Attempting to authenticate a windows client (IE/Firefox) via SPNEGO and Kerberos. The server side is Java/Tomcat with JCIFS for SPNEGO authentication. The SSO (Kerberos) auth works fine when hosting the server side on a Win 2008 R2 server. However, when on a 2012 server it fails with a GSSException: Defective token detected
.
Digging a bit deeper with network tracing I found that, in the working case the IE client sends the negotiate tokens with 4 mechTypes :
- 1.2.840.48018.1.2.2 -
MS KRB5
, - 1.2.840.113554.1.2.2 -
KRB5
, - 1.3.6.1.4.1.311.2.2.30 -
NEGOEX
, and - 1.3.6.1.4.1.311.2.2.10 -
NTLMSSP
In this case my server side will complete the SPNEGO selecting MS KRB5
. However, in the problem case, the IE client only sends token with 2 mechtypes - NEGOEX
and NTLMSSP
. And this is initiator preferred. Java doesn't support NEGOEX and hence it fails.
Some search revealed that this problem is associated with bugs in JDK*, or otherwise issues with DNS. However, I'm on latest JDK and DNS seems to be okay. So my question is, when does a browser in Windows switch to NEGOEX in SPNEGO and why ? The closest answer I found was in an msdn blog which says Kerberos is not available since it's not in a domain environment
. However, the client is indeed in domain environment and klist
shows a valid Kerberos ticket. If it indeed is a domain problem, what exactly could be the root cause, and how can I avoid the problem ?

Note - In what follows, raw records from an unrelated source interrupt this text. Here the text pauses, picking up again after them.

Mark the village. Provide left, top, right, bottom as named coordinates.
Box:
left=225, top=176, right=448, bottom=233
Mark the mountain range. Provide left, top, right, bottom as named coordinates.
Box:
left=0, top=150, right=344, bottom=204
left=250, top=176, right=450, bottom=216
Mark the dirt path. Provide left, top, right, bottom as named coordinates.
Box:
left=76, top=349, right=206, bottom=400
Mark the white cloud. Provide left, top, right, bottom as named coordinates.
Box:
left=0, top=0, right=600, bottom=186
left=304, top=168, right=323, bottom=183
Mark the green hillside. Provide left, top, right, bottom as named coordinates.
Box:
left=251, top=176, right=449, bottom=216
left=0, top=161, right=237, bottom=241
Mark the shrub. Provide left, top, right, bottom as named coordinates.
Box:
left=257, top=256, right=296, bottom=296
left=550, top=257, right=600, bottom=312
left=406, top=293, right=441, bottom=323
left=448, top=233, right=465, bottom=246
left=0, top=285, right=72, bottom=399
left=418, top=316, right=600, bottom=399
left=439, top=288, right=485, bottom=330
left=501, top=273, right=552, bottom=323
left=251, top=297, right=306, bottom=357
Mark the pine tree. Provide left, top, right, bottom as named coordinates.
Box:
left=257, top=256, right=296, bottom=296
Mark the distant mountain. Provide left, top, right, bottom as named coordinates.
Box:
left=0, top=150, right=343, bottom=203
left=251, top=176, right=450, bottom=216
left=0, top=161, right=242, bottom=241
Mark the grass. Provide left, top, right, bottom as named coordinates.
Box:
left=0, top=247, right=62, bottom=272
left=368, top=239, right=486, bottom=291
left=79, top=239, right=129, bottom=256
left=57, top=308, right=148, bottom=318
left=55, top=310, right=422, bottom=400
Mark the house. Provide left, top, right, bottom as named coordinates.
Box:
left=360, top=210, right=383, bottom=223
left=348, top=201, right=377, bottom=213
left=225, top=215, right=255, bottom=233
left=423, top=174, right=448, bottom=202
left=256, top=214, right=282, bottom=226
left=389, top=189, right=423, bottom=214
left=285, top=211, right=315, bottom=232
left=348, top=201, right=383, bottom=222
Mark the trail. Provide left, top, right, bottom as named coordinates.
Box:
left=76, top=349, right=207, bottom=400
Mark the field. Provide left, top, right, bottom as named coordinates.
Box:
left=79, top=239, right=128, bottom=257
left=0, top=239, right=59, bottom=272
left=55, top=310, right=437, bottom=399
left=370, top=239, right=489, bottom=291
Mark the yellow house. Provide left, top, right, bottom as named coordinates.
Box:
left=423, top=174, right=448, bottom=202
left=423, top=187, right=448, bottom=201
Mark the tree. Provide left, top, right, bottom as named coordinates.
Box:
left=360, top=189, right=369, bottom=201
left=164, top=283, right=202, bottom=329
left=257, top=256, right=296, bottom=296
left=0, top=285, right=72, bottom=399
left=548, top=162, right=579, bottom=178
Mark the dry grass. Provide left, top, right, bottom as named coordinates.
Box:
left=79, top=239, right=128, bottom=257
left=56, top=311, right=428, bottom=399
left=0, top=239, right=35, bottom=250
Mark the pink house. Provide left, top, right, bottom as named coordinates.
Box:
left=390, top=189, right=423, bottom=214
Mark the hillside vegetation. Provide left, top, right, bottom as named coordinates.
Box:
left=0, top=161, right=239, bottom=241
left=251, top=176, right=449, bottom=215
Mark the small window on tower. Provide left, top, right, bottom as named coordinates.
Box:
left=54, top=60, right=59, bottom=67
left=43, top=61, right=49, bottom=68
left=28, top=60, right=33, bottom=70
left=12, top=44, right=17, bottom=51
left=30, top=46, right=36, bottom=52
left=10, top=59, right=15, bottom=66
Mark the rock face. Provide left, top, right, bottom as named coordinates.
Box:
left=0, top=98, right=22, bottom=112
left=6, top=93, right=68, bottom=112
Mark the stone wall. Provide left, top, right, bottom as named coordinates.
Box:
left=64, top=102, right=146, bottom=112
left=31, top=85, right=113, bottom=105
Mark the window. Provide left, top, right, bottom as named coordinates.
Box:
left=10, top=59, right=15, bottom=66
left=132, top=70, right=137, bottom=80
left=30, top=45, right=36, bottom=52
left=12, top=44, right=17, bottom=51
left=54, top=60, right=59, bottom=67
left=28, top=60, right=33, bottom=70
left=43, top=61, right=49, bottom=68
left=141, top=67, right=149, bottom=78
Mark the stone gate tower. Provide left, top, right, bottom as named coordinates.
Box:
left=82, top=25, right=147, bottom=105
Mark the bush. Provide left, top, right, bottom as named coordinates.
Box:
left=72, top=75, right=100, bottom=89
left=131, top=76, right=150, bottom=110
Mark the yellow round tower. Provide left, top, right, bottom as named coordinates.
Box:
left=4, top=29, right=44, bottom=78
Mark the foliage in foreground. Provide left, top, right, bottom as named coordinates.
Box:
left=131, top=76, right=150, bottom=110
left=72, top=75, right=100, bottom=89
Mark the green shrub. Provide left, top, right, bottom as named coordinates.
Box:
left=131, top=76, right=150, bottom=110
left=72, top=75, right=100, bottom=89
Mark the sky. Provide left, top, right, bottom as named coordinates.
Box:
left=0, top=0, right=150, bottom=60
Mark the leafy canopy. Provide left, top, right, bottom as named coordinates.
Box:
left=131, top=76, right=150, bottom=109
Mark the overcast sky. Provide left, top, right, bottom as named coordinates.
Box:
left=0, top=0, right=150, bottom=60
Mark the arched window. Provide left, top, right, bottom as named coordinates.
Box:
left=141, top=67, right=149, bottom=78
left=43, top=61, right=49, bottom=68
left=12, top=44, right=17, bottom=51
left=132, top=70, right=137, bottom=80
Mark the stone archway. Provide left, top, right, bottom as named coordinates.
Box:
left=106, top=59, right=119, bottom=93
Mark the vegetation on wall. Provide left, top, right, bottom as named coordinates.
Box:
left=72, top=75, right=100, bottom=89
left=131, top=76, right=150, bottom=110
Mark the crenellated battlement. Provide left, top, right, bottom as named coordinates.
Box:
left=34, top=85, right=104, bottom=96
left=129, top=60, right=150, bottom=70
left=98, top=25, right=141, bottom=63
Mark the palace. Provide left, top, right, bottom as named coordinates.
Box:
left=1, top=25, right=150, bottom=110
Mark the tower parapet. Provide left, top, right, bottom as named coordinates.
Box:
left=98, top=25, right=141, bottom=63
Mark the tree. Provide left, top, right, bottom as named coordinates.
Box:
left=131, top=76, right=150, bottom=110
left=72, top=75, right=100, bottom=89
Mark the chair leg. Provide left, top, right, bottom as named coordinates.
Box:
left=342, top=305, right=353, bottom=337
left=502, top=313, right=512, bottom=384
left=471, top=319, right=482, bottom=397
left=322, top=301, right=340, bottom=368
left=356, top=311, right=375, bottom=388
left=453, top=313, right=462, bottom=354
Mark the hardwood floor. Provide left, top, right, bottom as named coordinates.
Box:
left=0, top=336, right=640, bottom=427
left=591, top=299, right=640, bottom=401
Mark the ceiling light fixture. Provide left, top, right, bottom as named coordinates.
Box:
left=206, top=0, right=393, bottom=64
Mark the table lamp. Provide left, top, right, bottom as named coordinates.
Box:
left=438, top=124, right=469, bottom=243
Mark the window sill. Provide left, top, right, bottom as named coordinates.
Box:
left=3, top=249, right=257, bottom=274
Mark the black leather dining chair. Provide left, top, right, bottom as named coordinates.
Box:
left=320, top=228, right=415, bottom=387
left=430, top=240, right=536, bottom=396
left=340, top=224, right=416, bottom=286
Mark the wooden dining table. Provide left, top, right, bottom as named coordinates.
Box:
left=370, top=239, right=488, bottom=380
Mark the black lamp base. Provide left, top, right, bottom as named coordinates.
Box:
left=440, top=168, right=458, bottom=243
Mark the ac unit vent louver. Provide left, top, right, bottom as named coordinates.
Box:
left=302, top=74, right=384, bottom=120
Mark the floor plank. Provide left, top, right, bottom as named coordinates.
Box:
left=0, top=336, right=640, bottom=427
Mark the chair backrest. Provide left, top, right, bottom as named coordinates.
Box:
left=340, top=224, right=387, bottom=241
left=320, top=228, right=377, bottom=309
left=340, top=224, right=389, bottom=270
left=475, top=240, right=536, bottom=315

Footnote, some background research information : JDK8 has seen many fixes in the GSS mechanism. There were things broken in jdk8u40 and jdk8u45. Then further fixes are present in jdku65. A bug report which was supposed to implement NEGOEX was closed with a fix
"a fix to SPNEGO that allows NEGOEX be presented and bypassed"
however, I'm not sure if NEGOEX is indeed working. The NEGOEX IETF standard also looks abandoned with the draft RFC in the expired state. So I doubt if it will really be supported by Java, libraries.